How to brilliantly apologize 101
Elton John is definitely not wrong on how difficult it is to say sorry, but three companies set an example of how addressing the skeletons in their closet is a great way to showcase the values they hold, no matter how painful or compromising their past has been.
This Brazilian beer brand took a very strong and creative position over its sexist past – something that is shared across the whole industry as you might see in these pictures.
In occasion of its March campaign, “Reposter”, Skol shows to the public past – but yet recent - ads in which women have been portrayed as nothing more than product baits. Then, the brand asked several female artists to drastically change the ads by delivering a more respectful and empowering message (you can see them here).
The results really showed how the brand sincerely took responsibility for its past, in a project aimed at turning Skol into an advocate for inclusivity (this month it offered skin-colored cans to celebrate diversity).
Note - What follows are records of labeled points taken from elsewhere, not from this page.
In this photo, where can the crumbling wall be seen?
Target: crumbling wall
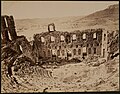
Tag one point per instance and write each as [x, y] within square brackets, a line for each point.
[68, 48]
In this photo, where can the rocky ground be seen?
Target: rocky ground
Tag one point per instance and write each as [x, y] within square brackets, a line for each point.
[84, 76]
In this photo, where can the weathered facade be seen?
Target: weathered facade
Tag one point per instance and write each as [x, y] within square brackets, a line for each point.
[68, 45]
[60, 45]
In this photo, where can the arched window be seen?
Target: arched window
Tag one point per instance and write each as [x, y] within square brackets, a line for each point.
[53, 52]
[79, 51]
[84, 49]
[52, 38]
[42, 39]
[94, 50]
[94, 35]
[58, 52]
[74, 37]
[74, 51]
[84, 36]
[62, 38]
[48, 52]
[89, 51]
[63, 53]
[104, 37]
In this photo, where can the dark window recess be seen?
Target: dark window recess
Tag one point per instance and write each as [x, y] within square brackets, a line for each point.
[97, 44]
[94, 50]
[59, 47]
[67, 39]
[63, 53]
[91, 45]
[87, 45]
[104, 36]
[81, 45]
[74, 51]
[58, 52]
[76, 46]
[89, 51]
[48, 52]
[79, 51]
[71, 46]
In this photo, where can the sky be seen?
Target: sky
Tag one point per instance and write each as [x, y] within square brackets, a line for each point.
[49, 9]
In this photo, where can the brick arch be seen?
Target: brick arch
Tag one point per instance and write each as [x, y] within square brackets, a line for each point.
[53, 25]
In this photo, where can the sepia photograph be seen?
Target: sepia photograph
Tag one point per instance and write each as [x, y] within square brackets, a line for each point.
[59, 46]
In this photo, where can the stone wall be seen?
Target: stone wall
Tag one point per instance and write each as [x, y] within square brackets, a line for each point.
[71, 46]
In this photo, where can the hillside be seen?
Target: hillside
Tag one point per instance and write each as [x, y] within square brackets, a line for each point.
[107, 18]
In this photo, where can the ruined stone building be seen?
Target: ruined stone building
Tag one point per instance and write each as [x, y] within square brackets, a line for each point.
[68, 45]
[60, 45]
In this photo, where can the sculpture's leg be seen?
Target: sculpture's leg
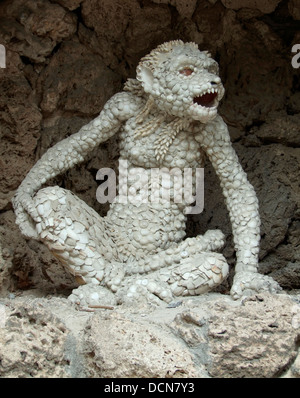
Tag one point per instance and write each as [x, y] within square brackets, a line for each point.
[74, 233]
[189, 274]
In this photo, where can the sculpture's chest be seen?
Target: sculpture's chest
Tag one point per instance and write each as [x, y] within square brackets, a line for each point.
[159, 145]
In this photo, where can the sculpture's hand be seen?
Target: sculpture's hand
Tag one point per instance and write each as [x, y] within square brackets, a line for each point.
[26, 214]
[246, 283]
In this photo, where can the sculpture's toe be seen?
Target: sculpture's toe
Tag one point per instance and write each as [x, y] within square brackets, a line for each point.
[248, 283]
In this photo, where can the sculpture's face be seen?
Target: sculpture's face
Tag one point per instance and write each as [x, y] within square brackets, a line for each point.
[184, 83]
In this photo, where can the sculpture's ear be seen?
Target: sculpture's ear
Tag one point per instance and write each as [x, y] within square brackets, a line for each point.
[145, 76]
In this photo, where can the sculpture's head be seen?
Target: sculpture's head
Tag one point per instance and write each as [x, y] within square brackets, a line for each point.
[182, 80]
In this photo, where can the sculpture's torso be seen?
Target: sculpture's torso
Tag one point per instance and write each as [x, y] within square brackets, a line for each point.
[151, 226]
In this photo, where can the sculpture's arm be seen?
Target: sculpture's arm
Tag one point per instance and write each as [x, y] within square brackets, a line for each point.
[67, 153]
[242, 205]
[239, 194]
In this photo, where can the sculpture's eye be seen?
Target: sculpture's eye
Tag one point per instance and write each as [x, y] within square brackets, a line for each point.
[186, 71]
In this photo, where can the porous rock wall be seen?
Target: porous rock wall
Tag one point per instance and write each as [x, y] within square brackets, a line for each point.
[66, 58]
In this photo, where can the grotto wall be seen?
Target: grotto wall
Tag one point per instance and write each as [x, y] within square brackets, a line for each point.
[66, 58]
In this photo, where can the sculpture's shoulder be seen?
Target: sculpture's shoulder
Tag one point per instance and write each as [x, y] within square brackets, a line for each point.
[213, 133]
[125, 104]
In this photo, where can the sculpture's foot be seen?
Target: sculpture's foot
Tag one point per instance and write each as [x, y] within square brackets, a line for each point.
[91, 295]
[192, 275]
[249, 283]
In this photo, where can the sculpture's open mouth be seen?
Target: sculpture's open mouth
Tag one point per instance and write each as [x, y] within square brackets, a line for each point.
[207, 100]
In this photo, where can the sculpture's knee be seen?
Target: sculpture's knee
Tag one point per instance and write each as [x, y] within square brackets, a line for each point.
[51, 203]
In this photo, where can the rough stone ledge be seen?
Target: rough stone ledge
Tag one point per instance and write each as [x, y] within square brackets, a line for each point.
[205, 337]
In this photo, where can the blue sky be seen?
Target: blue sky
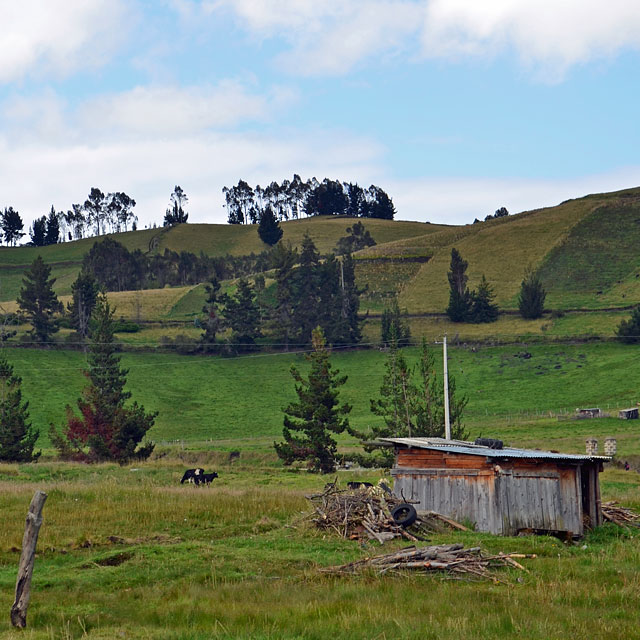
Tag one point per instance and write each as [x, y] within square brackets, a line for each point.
[454, 107]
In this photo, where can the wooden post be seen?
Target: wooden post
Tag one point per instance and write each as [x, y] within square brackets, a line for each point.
[25, 570]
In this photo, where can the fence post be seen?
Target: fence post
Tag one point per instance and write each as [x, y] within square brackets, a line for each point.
[25, 569]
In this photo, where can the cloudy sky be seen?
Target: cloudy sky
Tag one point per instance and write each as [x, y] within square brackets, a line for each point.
[454, 107]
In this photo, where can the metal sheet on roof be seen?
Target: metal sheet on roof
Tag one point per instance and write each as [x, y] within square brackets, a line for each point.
[468, 448]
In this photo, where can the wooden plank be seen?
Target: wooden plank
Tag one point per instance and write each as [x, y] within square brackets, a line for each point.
[27, 558]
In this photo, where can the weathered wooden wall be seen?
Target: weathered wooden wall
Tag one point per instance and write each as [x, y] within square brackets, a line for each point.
[499, 498]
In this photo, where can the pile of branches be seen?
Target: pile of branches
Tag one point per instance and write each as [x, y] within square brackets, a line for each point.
[622, 516]
[366, 513]
[453, 559]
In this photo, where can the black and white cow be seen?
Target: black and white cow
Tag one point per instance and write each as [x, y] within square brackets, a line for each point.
[191, 474]
[359, 485]
[205, 478]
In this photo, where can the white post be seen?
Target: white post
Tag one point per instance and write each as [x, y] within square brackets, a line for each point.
[447, 424]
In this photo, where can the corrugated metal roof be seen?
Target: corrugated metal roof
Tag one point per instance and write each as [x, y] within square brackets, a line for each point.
[468, 448]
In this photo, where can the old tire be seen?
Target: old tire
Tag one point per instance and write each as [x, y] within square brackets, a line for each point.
[404, 514]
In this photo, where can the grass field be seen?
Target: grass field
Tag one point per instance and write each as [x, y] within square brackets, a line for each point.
[207, 402]
[127, 552]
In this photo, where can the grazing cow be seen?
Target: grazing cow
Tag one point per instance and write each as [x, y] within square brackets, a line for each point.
[205, 478]
[359, 485]
[191, 474]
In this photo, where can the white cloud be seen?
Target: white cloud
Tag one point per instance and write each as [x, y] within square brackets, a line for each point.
[58, 36]
[546, 33]
[168, 111]
[333, 36]
[459, 200]
[328, 37]
[40, 167]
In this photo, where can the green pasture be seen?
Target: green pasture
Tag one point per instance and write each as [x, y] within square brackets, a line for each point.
[598, 263]
[521, 392]
[128, 552]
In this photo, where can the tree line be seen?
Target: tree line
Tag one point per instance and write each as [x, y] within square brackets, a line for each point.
[294, 199]
[477, 306]
[410, 402]
[308, 290]
[105, 427]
Most importantly it shows that as brands evolve, they openly need to deal with their past instead of hoping that memories will slowly fade in consumers’ minds – especially in an information age that made us not so forgetful.
2. National Geographic Channel
The notorious magazine took the chance of its April’s race-themed issue to explore problematic content published over the years with the help of the historian John Edwin Mason who carefully analyzed tons of articles and pictures. What came out of his research was disturbing, but the results were made public in every detail and shared with the readers.
Until the 1970s, National Geographic ignored Black American citizens only rarely acknowledging them beyond stereotypical roles such as laborers or domestic workers. Furthermore, it took full responsibility for the way it pictured “native” cultures and populations: exotic, savages, and uncivilized. As an example, a 1916 story about Australia shows the picture of two Aboriginal people with the following caption “… these savages rank lowest in intelligence of all human beings”. National Geographic, therefore, admitted how it contributed in creating a wrong dichotomy between the civilized-us and the uncivilized-them, a problem with higher proportions since it comes from a magazine with tremendous authority that has instead enforced the way Americans used to learn of native cultures – through Tarzan movies and racist caricatures.
In a move to clarify how National Geographic stands for an opposite set of values, it began its race-themed April issue with a long and detailed article about its problematic past which ends as follows: “Sometimes these stories, like parts of our own history, are not easy to read. But as Michele Norris writes, “It’s hard for an individual—or a country—to evolve past discomfort if the source of the anxiety is only discussed in hushed tones.”
The home-sharing company has been under a wave of criticism back in 2015 since several cases of racial profiling and discrimination have occurred on its platform. Indeed, it was found out that guests with African American names were 16% less likely to be accepted with respect to people with distinctive White American names.
The answer by the company came immediately with an open letter by CEO Brian Chesky addressing the fault of Airbnb of not having been able to prevent such behaviors, followed by a stricter and more detailed nondiscrimination policy. However, the cherry on the top of the cake was the 2017 Super Bowl’s ad which openly communicates Airbnb’s underlying values of inclusivity and sense of belonging.
It's never too bad to apologize, right?
Whether they are from one year or 100 years ago, it’s never too late to directly address painful issues belonging to the past of a company. Especially in today’s world characterized by stronger social movements, it’s time for companies to dust-off their archives and put themselves out there if they truly want to evolve.
And what’s your opinion? Do you think it is a good move to openly address those issues, or do you think it can backfire? And can you think of other successful examples like the ones above?